Furthermore, whole-exome sequencing was performed to determine the causative gene in the parents–patient trio after obtaining written and informed consent from the parents4. The examination protocols were approved by the Central Ethics Committee of Tohoku University School of Medicine Hospital (2018–2-216). Exome sequencing data were analyzed using the eXome Hidden Markov Model (XHMM) and modified Nord’s method5. We detected the 6q16.1 deletion (chr6: 99282717–100062596) (hg19) (Fig. 1). Both parents did not show this 780 kb deletion using the above methods. These CNVs have previously been reported in patients with developmental delay3. The following genes were included in this region: POU3F2, FBXL4, FAXC, COQ3, PNISR, USP45, TSTD3, CCNC, and PRDM13.

Fig. 1: Graphic representation of copy number variation analysis.
figure 1

A Graphic representation of copy number variation analysis using an eXome Hidden Markov Model (XHMM). This image shows the deletion in 6q16.1 of this patient (arrow). However, neither parent showed this deletion. B Graphic representation of copy number variation analysis using a modified Nord’s method. This image shows the deletion in 6q16.1 (arrow).

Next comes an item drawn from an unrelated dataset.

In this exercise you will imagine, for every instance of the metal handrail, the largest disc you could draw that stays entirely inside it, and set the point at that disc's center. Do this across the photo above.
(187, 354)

Among the genes included in the deletion region of this patient, FBXL4 and USP45 were registered as causative genes of Mendelian disorders in Online Mendelian Inheritance in Man (OMIM)6. However, both genes are recessively inherited, disease-causing genes in which heterozygous carriers are phenotypically unaffected. The six families described in the report by Kasher et al. had the deletion of the POU3F2 and FBXL4 genes, although the deletion size was different in each family3. The etiology by which the deletion of this part of 6q16.1 causes this phenotype has not been clarified; however, it has been speculated that haploinsufficiency of the POU3F2 gene is the cause of this phenotype. Additionally, in previously reported cases3, the onset of symptoms varied from early childhood to adulthood, but overeating and obesity were frequently observed. Nasu et al. described the possible involvement of the POU3F2 gene in developmental delay and increased appetite in experiments from a mouse study7. Thus, we need to pay attention to her symptoms of obesity. Developmental delay and muscle hypotonia were described in previous reports, but strabismus and cleft palate were not described3. To the best of our knowledge, the association of each gene could not explain these phenotypes. Therefore, this genetic testing result may not explain these symptoms. We are the first to report that head MRI, peripheral nerve conduction studies, and auditory brainstem response are normal in patients with developmental delay due to a 6q16.1 deletion that does not contain the SIM1 gene. Therefore, it is desirable to accumulate more case information in the future to improve the medical management of this disease.